The third generation blended even more faiths as the second generation married and bore children. The fourth had two major schools of belief that seemed to be eerily similar, but still opposing each other.

By the fifth generation, there was only the Faith.

The merging of so many faiths created an abomination that could not be recognized before the war. It still wanted brotherhood, unity, and harmony, however, and the crypt was now united under one faith and two people: the Patriarch and the Matriarch.

Two more generations passed, and soon after the eight generation was born, the crypt was reopened. The initial scout team soon encountered a group of survivors who still held to the beliefs and scripture of old.

The result was a bloody skirmish and an easy victory for the cryptics.

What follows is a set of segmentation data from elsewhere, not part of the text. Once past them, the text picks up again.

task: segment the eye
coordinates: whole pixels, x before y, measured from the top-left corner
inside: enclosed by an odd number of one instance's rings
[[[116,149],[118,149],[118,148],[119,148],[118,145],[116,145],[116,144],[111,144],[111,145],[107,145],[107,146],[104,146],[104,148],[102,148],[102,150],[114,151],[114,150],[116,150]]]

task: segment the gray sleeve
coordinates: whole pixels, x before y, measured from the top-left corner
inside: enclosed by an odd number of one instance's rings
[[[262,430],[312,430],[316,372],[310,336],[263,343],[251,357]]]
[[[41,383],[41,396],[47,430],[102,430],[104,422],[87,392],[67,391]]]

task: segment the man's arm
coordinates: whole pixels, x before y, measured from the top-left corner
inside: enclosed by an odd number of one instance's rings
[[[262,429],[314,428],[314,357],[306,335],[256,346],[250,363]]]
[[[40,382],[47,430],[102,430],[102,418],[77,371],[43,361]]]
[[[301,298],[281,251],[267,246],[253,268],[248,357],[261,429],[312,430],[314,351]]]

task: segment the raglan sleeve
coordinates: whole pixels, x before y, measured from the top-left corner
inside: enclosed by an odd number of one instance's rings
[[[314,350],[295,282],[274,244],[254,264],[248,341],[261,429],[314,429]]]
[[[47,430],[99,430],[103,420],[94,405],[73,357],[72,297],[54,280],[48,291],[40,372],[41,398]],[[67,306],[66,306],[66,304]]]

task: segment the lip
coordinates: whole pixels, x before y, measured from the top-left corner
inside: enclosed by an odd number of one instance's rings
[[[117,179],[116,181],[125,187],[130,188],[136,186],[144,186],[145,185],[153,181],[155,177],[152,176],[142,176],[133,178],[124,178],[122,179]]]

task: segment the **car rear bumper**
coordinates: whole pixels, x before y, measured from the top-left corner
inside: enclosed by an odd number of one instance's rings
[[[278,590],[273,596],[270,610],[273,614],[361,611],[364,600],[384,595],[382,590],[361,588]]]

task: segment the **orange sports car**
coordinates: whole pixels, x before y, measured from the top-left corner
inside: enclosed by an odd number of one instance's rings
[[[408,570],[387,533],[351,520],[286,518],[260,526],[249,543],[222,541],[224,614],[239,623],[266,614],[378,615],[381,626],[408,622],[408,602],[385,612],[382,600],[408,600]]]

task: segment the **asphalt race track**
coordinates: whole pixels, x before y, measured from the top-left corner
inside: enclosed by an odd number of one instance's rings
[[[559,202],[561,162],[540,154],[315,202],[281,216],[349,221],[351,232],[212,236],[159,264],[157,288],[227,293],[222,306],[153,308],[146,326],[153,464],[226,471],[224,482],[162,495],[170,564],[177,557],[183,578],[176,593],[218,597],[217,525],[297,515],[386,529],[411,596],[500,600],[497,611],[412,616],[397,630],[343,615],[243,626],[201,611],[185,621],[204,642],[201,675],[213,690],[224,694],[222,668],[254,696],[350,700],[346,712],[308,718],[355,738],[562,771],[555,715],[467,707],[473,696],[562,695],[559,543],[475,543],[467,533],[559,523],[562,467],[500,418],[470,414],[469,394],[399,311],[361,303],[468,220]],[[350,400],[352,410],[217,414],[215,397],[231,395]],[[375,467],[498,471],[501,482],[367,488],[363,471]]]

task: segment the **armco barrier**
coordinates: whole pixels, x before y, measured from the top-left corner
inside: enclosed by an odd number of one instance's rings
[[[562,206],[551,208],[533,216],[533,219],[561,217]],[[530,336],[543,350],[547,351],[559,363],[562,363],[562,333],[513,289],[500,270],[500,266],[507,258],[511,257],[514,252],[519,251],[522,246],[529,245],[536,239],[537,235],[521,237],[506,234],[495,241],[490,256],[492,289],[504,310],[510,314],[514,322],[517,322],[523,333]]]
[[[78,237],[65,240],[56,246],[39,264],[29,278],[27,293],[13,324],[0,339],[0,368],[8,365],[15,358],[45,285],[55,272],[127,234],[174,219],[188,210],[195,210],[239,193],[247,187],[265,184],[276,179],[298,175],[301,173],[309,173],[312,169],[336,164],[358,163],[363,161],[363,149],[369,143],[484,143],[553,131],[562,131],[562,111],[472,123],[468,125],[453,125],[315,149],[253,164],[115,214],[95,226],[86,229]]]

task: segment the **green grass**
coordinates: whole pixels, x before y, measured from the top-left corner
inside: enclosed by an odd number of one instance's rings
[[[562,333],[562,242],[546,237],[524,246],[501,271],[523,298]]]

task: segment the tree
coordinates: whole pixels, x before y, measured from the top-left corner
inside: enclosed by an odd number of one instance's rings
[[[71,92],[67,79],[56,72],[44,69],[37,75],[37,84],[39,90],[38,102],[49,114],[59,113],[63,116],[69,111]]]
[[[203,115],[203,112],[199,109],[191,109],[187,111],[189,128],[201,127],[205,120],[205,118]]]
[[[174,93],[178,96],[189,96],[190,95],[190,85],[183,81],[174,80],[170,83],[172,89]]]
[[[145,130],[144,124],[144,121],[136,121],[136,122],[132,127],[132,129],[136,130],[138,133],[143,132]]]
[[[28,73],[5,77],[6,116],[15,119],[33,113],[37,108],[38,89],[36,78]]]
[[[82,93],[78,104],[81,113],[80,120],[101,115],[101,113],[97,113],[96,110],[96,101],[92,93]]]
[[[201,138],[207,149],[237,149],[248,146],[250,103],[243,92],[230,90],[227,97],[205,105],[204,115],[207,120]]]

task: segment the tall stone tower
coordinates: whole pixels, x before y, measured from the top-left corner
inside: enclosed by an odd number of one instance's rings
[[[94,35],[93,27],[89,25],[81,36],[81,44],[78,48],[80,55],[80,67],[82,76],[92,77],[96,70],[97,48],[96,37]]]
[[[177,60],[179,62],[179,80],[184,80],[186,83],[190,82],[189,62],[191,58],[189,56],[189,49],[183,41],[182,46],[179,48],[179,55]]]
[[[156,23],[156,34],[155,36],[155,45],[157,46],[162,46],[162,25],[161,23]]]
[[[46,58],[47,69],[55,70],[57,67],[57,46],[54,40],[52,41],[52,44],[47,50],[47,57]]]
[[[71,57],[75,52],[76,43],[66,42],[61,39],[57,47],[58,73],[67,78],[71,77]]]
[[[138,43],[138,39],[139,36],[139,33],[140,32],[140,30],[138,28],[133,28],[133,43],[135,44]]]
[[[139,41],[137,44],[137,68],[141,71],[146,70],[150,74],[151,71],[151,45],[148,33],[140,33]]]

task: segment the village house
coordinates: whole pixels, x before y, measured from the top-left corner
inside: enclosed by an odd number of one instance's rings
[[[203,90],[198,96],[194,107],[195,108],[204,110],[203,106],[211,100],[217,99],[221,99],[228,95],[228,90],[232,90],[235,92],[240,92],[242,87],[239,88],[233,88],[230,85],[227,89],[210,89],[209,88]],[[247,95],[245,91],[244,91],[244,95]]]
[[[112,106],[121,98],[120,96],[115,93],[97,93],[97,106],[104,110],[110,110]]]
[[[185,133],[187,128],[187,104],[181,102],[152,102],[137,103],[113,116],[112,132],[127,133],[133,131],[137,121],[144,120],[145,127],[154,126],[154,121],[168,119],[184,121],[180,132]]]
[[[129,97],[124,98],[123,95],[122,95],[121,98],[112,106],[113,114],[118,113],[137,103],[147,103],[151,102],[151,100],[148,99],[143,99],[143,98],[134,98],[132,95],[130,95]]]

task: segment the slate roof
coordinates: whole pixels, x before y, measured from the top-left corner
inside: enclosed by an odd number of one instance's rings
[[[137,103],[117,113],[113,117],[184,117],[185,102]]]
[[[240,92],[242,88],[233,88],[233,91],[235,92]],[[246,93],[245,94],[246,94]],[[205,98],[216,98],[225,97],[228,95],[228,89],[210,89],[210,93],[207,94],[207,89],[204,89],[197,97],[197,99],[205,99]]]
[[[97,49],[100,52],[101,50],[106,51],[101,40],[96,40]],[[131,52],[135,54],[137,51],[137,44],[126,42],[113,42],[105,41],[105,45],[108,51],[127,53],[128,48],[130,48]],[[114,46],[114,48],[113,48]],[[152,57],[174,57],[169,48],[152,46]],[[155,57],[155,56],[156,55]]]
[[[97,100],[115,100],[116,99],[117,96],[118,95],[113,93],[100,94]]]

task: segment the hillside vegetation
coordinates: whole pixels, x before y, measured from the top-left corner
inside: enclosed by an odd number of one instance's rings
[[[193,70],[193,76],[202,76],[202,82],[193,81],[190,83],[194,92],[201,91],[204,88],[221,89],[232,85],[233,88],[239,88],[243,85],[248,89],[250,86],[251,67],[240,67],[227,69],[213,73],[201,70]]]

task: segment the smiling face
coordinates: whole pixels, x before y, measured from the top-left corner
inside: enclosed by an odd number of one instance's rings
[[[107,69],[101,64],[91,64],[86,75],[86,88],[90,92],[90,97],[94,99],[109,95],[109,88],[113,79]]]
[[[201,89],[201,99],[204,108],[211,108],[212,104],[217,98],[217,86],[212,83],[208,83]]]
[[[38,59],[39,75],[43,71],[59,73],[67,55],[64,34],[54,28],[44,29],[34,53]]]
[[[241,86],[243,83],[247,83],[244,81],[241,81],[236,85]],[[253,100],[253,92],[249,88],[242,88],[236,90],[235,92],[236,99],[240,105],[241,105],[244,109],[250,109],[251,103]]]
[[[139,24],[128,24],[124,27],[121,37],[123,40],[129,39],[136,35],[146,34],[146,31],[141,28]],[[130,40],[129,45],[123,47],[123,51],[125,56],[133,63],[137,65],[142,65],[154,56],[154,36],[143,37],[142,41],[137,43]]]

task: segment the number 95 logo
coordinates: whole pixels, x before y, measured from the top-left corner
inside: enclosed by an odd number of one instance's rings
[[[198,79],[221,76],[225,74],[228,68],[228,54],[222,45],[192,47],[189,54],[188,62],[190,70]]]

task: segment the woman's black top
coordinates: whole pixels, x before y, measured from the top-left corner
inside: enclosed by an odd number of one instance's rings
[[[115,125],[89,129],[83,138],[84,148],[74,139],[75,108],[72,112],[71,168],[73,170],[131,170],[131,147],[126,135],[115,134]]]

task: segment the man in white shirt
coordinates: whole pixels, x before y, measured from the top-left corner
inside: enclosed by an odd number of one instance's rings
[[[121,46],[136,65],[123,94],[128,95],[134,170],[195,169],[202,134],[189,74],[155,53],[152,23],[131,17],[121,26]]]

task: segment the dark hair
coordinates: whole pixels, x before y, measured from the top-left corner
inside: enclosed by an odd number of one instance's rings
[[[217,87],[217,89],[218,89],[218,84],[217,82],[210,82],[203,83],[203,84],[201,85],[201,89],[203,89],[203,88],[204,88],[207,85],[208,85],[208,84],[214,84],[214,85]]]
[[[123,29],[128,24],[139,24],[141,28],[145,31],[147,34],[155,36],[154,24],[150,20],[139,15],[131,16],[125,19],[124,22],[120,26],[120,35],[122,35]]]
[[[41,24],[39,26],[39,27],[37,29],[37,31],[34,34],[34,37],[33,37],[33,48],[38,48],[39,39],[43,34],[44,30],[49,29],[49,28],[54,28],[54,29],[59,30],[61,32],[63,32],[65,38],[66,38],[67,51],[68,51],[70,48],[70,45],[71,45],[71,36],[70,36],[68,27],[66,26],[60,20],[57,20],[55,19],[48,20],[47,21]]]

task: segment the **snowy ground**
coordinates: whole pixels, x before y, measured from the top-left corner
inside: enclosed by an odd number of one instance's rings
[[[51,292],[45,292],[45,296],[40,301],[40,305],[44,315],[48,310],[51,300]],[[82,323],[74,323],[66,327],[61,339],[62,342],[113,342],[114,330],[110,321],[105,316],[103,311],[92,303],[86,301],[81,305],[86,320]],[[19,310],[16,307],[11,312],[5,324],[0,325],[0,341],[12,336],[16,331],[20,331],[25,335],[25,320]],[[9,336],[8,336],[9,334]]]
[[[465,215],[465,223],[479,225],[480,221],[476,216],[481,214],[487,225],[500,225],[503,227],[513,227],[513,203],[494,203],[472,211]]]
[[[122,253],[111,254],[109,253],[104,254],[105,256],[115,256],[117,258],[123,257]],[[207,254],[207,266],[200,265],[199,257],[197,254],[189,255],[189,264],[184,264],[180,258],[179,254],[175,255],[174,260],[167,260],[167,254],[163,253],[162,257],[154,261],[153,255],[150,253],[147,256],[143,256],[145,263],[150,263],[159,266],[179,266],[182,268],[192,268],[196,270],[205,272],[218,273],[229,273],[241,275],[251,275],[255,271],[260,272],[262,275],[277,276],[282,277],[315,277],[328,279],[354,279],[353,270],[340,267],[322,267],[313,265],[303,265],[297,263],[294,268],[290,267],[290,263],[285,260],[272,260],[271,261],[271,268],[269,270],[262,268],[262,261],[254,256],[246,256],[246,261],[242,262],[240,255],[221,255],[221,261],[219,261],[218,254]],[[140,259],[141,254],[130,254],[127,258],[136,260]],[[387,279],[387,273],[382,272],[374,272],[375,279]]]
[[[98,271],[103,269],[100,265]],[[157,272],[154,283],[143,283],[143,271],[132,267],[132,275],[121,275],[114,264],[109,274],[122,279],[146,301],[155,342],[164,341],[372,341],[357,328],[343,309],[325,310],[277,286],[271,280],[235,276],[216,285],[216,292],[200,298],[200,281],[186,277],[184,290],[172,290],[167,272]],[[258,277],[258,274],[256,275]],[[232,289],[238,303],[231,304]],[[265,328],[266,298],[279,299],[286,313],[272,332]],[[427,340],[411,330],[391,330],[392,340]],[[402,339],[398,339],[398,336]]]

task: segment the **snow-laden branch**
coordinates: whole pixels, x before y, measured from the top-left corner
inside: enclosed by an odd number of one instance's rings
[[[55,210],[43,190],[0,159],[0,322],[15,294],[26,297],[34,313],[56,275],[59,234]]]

The Faith did want brotherhood, unity and harmony, but it no longer believed in peace, acceptance and tolerance. Seven generations of blending, indoctrination and isolation caused a society of zealots to arise, who thought in binary: you're either with them or against them. There are no buts, no gray area.

There is only the Faith.

((It is unknown what PrimeTech Inc. would think of the results, if they indeed remember the original purpose of the Crypt 13 - or if they are indeed still intact.))

IcarusWings
2009-04-19, 04:15 PM
I'll take 7 and 3.

Crypt #7

not much to say, it housed the governmental leaders, but it leaked so now they're all dead. this left the world in political turmoil(I like the idea of having some crypts leak, causing huge wholes in our society and class system, and the whole system having to be revised).

Crypt #3

This is where Primatech's enemies went. all under the pretense of trying to save them. But Crypt #3 was specially programmed never to open. That's until a group of circle members uncovered it and blasted down the doors.

The Circle

A resistance group that was formed of the surviving army, navy, police, swat and secret services. They fulfill a similar role to the Brotherhood of Steel in Fallout 3, the staunch lonely guardians who strive to uphold and restore the ideals of the old pre-apocalyptic world.